Rehydrate the cake in 1ml of PBS, vortex for 30 seconds, and the cake will swell and form large vesicles of varied sizes. Next, squeeze the lipid mixture through a polycarbonate filter several times, in a process called ‘extrusion’, to generate a homogenous solution of liposomes (small lipid vesicles) of the desired size (typically 50-100 nm, as determined by the size of the filter). Store the liposomes in the fridge for up to two weeks.
In the next step, when you deposit these liposomes on a clean glass coverslip at the right concentration and in the right salt concentration (e.g. 5 mM Ca2+), they will spontaneously explode and fuse to form a supported lipid bilayer.
It’s like magic!
For this step, the preparation of the glass coverslips is extremely important – the glass needs to be clean, dry and hydrophobic. Otherwise, the bilayers may not be uniform or the vesicles could accumulate at the surface without bursting and merging to form the bilayer.

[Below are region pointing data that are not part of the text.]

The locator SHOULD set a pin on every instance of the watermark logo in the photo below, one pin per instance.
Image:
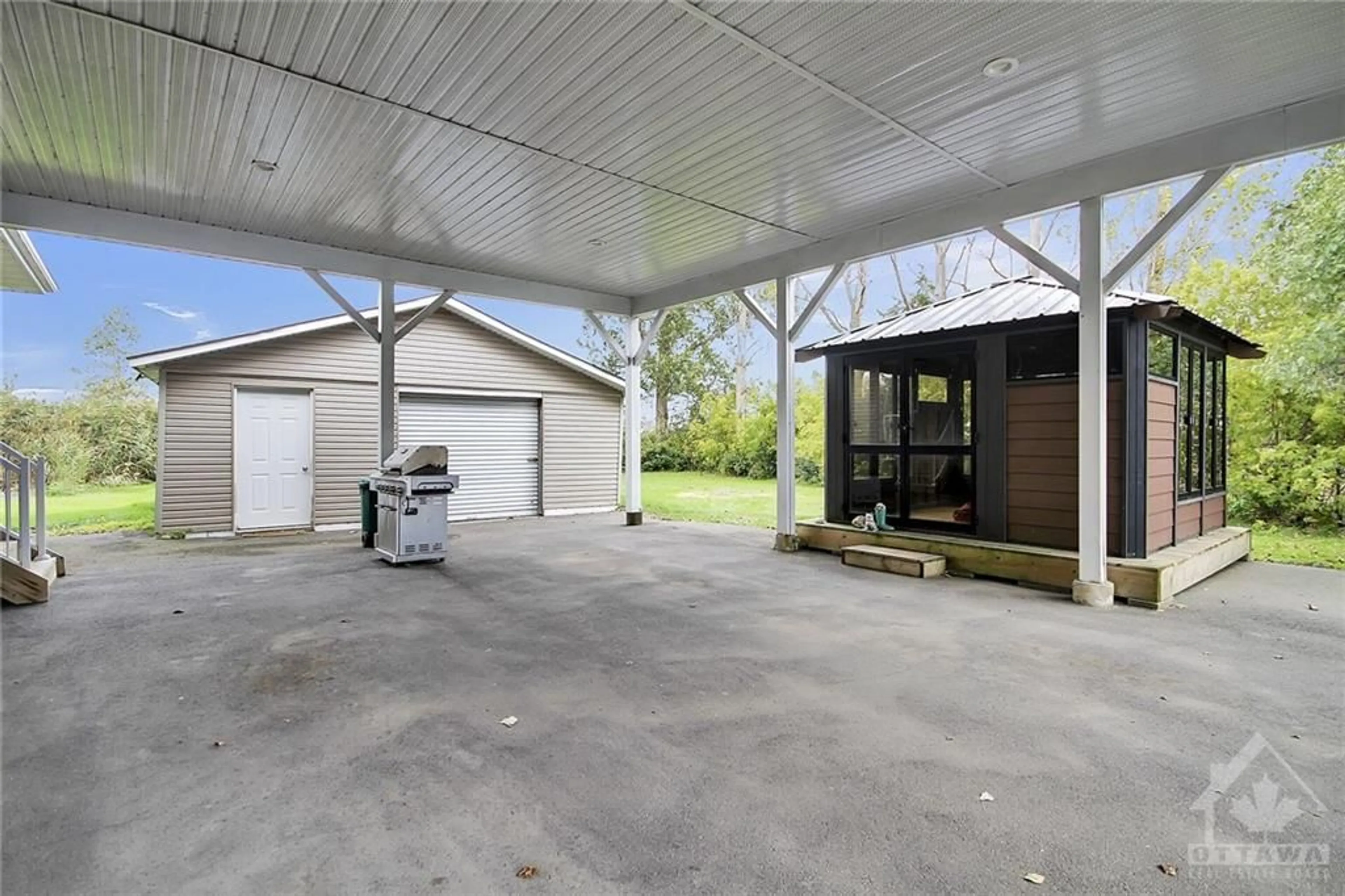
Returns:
(1250, 811)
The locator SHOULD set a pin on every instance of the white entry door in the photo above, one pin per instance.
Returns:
(274, 480)
(493, 444)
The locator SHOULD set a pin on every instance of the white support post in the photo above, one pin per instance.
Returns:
(387, 369)
(634, 508)
(786, 533)
(1091, 587)
(419, 318)
(40, 498)
(25, 523)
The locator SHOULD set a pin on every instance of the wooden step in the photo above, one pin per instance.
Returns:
(895, 560)
(30, 586)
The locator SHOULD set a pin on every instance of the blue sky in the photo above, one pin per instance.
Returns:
(177, 298)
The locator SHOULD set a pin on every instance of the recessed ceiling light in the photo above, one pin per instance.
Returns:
(1000, 68)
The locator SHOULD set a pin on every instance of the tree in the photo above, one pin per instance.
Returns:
(108, 346)
(684, 364)
(1304, 263)
(1286, 415)
(856, 283)
(744, 342)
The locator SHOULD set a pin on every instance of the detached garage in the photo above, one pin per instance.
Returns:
(274, 430)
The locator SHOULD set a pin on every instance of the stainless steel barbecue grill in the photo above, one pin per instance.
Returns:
(412, 494)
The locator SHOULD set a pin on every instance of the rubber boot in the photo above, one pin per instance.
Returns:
(880, 517)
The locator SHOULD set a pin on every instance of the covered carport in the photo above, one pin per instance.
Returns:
(625, 159)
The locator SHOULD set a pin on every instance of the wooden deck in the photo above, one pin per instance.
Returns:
(1152, 582)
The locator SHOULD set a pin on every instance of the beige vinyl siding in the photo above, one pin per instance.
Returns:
(197, 486)
(580, 415)
(345, 448)
(581, 436)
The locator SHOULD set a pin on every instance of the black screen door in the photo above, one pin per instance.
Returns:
(910, 438)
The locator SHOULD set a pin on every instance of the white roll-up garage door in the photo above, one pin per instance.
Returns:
(493, 444)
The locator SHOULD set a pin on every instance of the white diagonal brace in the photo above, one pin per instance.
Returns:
(1164, 227)
(611, 344)
(757, 311)
(436, 303)
(817, 81)
(365, 323)
(815, 302)
(1035, 256)
(647, 339)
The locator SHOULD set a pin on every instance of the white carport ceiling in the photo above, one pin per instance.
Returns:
(459, 144)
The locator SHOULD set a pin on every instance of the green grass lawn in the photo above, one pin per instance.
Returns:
(101, 509)
(673, 496)
(751, 502)
(727, 499)
(1305, 548)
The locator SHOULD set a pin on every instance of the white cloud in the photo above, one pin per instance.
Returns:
(177, 314)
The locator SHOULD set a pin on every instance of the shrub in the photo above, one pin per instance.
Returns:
(1290, 483)
(669, 450)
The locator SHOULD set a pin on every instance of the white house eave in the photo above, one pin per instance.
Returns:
(1277, 132)
(35, 213)
(18, 249)
(150, 364)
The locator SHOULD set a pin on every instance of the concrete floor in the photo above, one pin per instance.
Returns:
(696, 715)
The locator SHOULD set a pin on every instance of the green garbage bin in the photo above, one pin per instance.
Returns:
(368, 513)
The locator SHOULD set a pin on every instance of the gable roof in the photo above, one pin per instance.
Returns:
(150, 363)
(1000, 303)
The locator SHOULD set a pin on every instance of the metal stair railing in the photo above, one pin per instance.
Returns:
(29, 478)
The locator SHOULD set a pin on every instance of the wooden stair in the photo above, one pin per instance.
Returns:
(895, 560)
(32, 586)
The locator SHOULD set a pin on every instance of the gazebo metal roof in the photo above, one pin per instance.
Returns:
(1000, 303)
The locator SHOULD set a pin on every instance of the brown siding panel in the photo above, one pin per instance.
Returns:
(1161, 458)
(1043, 474)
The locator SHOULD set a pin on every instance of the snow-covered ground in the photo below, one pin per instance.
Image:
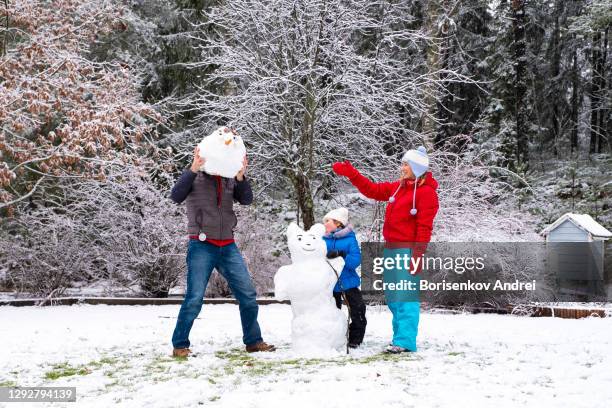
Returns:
(120, 355)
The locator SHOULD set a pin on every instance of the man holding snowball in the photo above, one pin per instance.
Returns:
(211, 222)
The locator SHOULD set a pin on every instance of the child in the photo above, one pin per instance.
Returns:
(341, 241)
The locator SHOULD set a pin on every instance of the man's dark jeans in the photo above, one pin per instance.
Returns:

I had some issues with this step, but after contacting a researcher in the US, I was able to improve bilayer mobility by adjusting the cleaning procedure. I clean my slides by adding 10M NaOH for 15 minutes, then 70% ethanol for 5 minutes, followed by a thorough rinse with MilliQ water. I then dry the slides using a nitrogen stream.
After cleaning, you can pipette the lipids directly onto the slides making sure you cover the whole surface, and leave for 30 minutes. This allows enough time for the bilayers to form. After that, rinse thoroughly with plenty of PBS to remove any excess unfused vesicles from the surface.
Are Your Bilayers Mobile?
It’s important to have mobile bilayers so that your lipids and proteins can diffuse in the same way as they would in an actual cell membrane. To check the mobility of your bilayers, use a microscopy technique called Fluorescence Recovery After Photobleaching (FRAP)2, which relies on the diffusion of fluorescently-labeled molecules into a photobleached sample area.. You should check both the mobility of your lipids (by using fluorescently-tagged lipids, e.g. rhodamine-tagged lipids) and the mobility of your attached proteins (by using fluorescent streptavidin or fluorescently-labelled proteins).
You’re in Business…
In summary, bilayers are a cool tool for studying cell-cell interactions or membrane protein dynamics in a reductionist system that you can control. My work with bilayers has helped me show how T cells are able to transmit an activating signal from the outside of the cell to the intracellular signaling pathway.
Maybe bilayers could help you too!
- Beemiller P et. al. 2012. Imaging and analysis of OT1 cell activation on lipid bilayers. Protoc. Exch. doi:10.1038/protex.2012.028
- Axelrod D et.al. 1976. Mobility measurement by analysis of fluorescence photobleaching recovery kinetics. Biophys. J. 16: 1055–69.